Le statut du français dans l’Ouest scruté par la Cour suprême

Jour J, vendredi, pour Gilles Caron, ce camionneur franco-albertain qui tente de faire plier le gouvernement de sa province afin qu’il traduise l’ensemble de ses lois et permette la tenue de procès civils en français.
Les neuf juges de la Cour suprême ont entendu pendant près de cinq heures cette cause complexe qui pourrait avoir des retombées sur quelque 100 000 francophones de l’ouest du pays. Le tribunal devra déterminer, en se penchant sur des centaines de preuves historiques remontant à la genèse de la Confédération, si la reine Victoria s’est bel et bien engagée à préserver les droits linguistiques des Métis de la terre de Rupert, un vaste territoire duquel sont nés la plupart des provinces et territoires de l’Ouest. La Cour devra aussi établir si ces engagements ont une valeur constitutionnelle, ce qui voudrait dire qu’ils s’appliquent encore aujourd’hui à l’Alberta, à la Saskatchewan et aux trois territoires.
« Cette cause est d’une importance majeure pour tous les Canadiens, mais surtout pour les Métis francophones et la minorité francophone de l’Ouest canadien, a plaidé l’avocat fransaskois Roger Lepage, qui représente Gilles Caron depuis le début des procédures, en 2003. La violation des droits linguistiques est une plaie ouverte depuis 145 ans. Elle a mené à une assimilation dévastatrice. Il est temps d’y mettre fin. »
Le problème, pour M. Caron, c’est que les ententes entre Londres et les Métis ne mentionnent pas explicitement le maintien du fait français.

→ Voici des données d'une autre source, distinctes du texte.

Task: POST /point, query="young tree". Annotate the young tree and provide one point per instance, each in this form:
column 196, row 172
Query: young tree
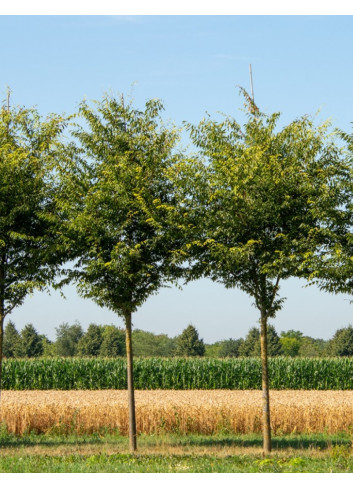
column 28, row 256
column 67, row 338
column 260, row 205
column 115, row 195
column 188, row 344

L’Alberta et la Saskatchewan affirment que s’ils avaient voulu préserver de façon permanente le bilinguisme de leurs assemblées législatives et tribunaux, les décideurs en auraient fait la mention claire à la création des provinces en 1905, comme ce fut le cas au Manitoba en 1870, par exemple.
Si les juges de la Cour suprême sont appelés à trancher cette question, c’est parce que Gilles Caron, d’Edmonton, a choisi de contester une contravention routière qui lui avait été rédigée en anglais seulement, après avoir tourné sur un feu rouge. Douze ans et six procès plus tard, la Cour suprême rendra sa décision d’ici six à huit mois.
Quelle que soit la décision, la présidente de la Fédération des communautés francophones et acadienne, Marie-France Kenny, qualifie d’« historique » l’audience de vendredi. « Ces audiences marquent l’aboutissement d’une démarche d’un citoyen franco-albertain qui, du moment qu’il a senti que ses droits linguistiques étaient lésés, a décidé d’aller jusqu’au bout pour les faire respecter », souligne-t-elle.
Aux yeux de Françoise Sigur-Cloutier, de l’Assemblée communautaire fransaskoise, une décision favorable « donnerait une plus grande légitimité » et un meilleur « pouvoir de négociation » aux minorités francophones de l’Ouest au moment de négocier avec les gouvernements.